/* ========================================================================== */
/* === symamdtest mexFunction =============================================== */
/* ========================================================================== */

/*
    This MATLAB mexFunction is for testing only.  It is not meant for
    production use.  See symamdmex.c instead.

    Usage:

	[ P, stats ] = symamdtest (A, knobs) ;

    Returns a permutation vector P such that the Cholesky factorization of
    A (P,P) tends to be sparser than that of A.  This routine provides the same
    functionality as SYMMMD, but tends to be much faster and tends to return a
    better permutation vector.  Note that the SYMMMD m-file in
    MATLAB 5.2 also performs a symmetric elimination tree post-ordering.  This
    mexFunction does not do this post-ordering.  This mexFunction is a
    replacement for the p = sparsfun ('symmmd', A) operation.

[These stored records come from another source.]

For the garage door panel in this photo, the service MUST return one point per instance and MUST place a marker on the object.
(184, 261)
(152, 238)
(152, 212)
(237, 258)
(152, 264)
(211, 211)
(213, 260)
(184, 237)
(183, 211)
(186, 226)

    A must be square, and is assummed to have a symmetric nonzero pattern.
    Only the nonzero pattern of the lower triangular portion of A is accessed.
    This routine constructs a matrix M such that the nonzero pattern of M'M is
    equal to A (assuming A has symmetric pattern), and then performs a column
    ordering of M using colamd.

    The knobs and stats vectors are optional:

	knobs (1)	rows and columns with more than (knobs(1))*n entries
			are removed prior to ordering, and placed last in
			the output ordering.  If knobs is not present, then the
			default of 0.5 is used.

	knobs (2)	print level, similar to spparms ('spumoni')

	knobs (3)	for testing only.  Controls how the input matrix is
			jumbled prior to calling symamd, to test its error
			handling capability.

	stats (1)	the number of dense (or empty) rows and columms.  These
			are ordered last, in their natural order.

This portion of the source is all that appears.